The new ECHA CHEM database has been released by ECHA, and it now contains all REACH registration data. There are more details on the transition of ECHA's published data to ECHA CHEM here.

Diss Factsheets

Administrative data

Workers - Hazard via inhalation route

Systemic effects

Long term exposure
Hazard assessment conclusion:
DNEL (Derived No Effect Level)
Value:
0.8 mg/m³
Most sensitive endpoint:
repeated dose toxicity
Acute/short term exposure
Hazard assessment conclusion:
no hazard identified
DNEL related information

Local effects

Long term exposure
Hazard assessment conclusion:
no hazard identified
Acute/short term exposure
Hazard assessment conclusion:
no hazard identified
DNEL related information

Workers - Hazard via dermal route

Systemic effects

Long term exposure
Hazard assessment conclusion:
DNEL (Derived No Effect Level)
Value:
0.114 mg/kg bw/day
Most sensitive endpoint:
repeated dose toxicity
Acute/short term exposure
Hazard assessment conclusion:
no hazard identified
DNEL related information

Local effects

Long term exposure
Hazard assessment conclusion:
no hazard identified
Acute/short term exposure
Hazard assessment conclusion:
no hazard identified

Workers - Hazard for the eyes

Local effects

Hazard assessment conclusion:
medium hazard (no threshold derived)

Additional information - workers

General considerations

Inhalation exposure is the most relevant route for assessing occupational risk in humans. Based on the physicochemical properties of DCDPS and the large differences in operational temperature, two distinct forms of inhalation exposure need to be addressed:

·       Exposure to a vapour at operational temperatures above the melting point (149°C) and

·       Exposure to a poorly soluble dust at ambient temperatures. Vapour exposure at ambient temperatures is negligible due to the extremely low vapour pressure of 1.5 * 10 -5 Pa at 25 °C.

An extrapolation of the local effects on the respiratory tract due to chronic inhalation of particulate matter can be made based on the derivation of the German MAK-value for insoluble and poorly soluble dusts:

·       4 mg/m³ for the inhalable fraction (total dust)

·       1.5 mg/m³ for the alveolar/respirable fraction (fine dust)

The derivation was based on an initial epidemiological cross-sectional study taking into account collectives totalling about 13000 persons exposed to various kinds and amounts of dust and the composition of the dusts (DFG 1975).

These MAK values are intended to prevent from unspecific effects which all insoluble and poorly soluble dusts can produce in the respiratory organs, effects such as impairment of airway clearance by overloading, chronic inflammatory changes in the bronchial mucosa and obstructive ventilation disorders.
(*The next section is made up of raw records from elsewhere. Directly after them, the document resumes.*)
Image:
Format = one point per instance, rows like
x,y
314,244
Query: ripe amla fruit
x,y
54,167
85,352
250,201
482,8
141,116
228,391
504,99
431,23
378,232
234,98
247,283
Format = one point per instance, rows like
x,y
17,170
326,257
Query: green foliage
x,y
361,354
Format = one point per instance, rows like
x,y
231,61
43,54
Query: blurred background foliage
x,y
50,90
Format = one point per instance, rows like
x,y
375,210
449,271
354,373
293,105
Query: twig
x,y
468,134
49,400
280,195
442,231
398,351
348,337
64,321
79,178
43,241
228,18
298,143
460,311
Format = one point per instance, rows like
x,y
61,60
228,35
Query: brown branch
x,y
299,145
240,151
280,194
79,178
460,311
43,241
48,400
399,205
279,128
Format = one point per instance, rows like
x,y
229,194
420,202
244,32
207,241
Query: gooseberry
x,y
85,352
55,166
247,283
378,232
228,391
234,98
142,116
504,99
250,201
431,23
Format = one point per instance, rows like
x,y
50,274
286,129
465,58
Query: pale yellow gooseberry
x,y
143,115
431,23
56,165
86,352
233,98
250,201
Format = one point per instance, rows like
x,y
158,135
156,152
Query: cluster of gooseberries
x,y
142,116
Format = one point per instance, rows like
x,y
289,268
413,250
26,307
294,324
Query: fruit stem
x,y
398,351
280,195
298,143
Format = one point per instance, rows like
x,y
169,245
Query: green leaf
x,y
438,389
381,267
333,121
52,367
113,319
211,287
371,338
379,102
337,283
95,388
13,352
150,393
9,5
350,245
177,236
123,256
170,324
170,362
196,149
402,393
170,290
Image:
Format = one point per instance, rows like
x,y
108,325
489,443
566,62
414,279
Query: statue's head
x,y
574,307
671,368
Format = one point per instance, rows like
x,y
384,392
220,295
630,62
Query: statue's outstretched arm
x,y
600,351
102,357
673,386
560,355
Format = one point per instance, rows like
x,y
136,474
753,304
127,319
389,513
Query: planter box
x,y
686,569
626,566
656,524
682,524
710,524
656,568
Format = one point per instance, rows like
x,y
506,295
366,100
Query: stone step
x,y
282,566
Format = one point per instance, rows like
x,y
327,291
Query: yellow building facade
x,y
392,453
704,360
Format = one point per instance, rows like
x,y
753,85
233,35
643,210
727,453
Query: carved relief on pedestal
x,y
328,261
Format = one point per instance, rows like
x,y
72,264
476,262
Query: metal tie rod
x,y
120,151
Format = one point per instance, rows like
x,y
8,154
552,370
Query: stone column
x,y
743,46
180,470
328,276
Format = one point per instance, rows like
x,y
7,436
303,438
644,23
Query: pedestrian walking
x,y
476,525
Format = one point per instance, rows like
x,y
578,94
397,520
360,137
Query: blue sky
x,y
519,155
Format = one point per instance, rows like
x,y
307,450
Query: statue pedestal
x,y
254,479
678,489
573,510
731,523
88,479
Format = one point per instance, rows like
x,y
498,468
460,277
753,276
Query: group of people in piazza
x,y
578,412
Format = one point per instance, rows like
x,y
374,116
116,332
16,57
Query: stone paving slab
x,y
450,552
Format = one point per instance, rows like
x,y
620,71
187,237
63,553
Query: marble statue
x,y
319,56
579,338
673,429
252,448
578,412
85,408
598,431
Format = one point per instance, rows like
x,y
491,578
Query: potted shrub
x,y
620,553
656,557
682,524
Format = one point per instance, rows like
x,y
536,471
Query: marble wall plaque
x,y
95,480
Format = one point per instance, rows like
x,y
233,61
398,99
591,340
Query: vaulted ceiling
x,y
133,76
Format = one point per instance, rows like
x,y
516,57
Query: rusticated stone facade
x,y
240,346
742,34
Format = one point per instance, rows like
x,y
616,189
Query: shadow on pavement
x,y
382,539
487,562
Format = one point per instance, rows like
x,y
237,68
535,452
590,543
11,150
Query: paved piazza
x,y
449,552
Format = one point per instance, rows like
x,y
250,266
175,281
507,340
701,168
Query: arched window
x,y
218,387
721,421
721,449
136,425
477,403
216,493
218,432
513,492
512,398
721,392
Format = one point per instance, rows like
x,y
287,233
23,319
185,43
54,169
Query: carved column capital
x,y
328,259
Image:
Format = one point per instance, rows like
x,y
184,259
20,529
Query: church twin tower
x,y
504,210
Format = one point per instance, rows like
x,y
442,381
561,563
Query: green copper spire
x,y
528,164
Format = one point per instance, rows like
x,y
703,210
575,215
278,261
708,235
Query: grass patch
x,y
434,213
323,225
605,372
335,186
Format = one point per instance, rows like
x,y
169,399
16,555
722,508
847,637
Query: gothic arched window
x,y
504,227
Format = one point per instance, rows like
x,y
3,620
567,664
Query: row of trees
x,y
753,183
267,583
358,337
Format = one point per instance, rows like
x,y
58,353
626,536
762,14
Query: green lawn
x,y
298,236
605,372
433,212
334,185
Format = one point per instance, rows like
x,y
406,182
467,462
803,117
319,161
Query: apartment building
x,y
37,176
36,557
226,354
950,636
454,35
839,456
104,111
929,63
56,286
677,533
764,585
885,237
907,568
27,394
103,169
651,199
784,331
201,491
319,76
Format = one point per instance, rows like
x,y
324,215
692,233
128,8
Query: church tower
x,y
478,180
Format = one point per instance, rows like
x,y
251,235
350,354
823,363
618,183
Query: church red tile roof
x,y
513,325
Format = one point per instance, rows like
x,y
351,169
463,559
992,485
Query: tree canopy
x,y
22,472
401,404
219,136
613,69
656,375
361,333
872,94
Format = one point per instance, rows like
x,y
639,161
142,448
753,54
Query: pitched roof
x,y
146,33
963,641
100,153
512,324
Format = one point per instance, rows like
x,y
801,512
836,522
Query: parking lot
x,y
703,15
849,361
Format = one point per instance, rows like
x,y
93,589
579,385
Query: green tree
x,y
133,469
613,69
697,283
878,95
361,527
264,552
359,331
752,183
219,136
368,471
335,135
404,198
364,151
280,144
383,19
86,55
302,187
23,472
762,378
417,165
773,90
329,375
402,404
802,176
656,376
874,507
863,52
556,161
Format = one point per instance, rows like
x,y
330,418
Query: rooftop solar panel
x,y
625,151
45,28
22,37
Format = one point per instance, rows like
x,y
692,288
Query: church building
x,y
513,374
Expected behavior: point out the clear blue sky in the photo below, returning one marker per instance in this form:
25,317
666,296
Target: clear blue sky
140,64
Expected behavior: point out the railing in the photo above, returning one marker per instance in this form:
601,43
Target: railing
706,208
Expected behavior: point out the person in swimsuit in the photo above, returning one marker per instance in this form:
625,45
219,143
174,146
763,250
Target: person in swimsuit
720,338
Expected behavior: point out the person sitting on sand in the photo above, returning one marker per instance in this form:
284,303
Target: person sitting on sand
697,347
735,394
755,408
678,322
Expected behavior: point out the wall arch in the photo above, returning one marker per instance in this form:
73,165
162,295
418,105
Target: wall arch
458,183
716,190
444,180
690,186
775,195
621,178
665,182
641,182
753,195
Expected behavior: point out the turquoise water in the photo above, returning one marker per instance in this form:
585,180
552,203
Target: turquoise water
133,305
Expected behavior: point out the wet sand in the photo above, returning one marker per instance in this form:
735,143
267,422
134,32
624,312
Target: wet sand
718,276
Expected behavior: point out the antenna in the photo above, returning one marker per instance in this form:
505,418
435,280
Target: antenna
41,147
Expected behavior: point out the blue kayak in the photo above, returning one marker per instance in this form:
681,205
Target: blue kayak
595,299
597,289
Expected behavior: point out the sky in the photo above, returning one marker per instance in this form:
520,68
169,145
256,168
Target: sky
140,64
This value can be applied together with a substance specific OEL based on systemic effects.

In case of DCDPS chronic bronchial reaction (CBR) parameters do not apply for all types of dust toxicity. Additionally bioavailability due to a minor dissolution in the bronchoalveolar liquid (water solubility: 0.86 mg/L at 20°C) and due to oral ingestion following retrograde mucociliary transport in the respiratory tract need to be considered with respect to systemic toxicity.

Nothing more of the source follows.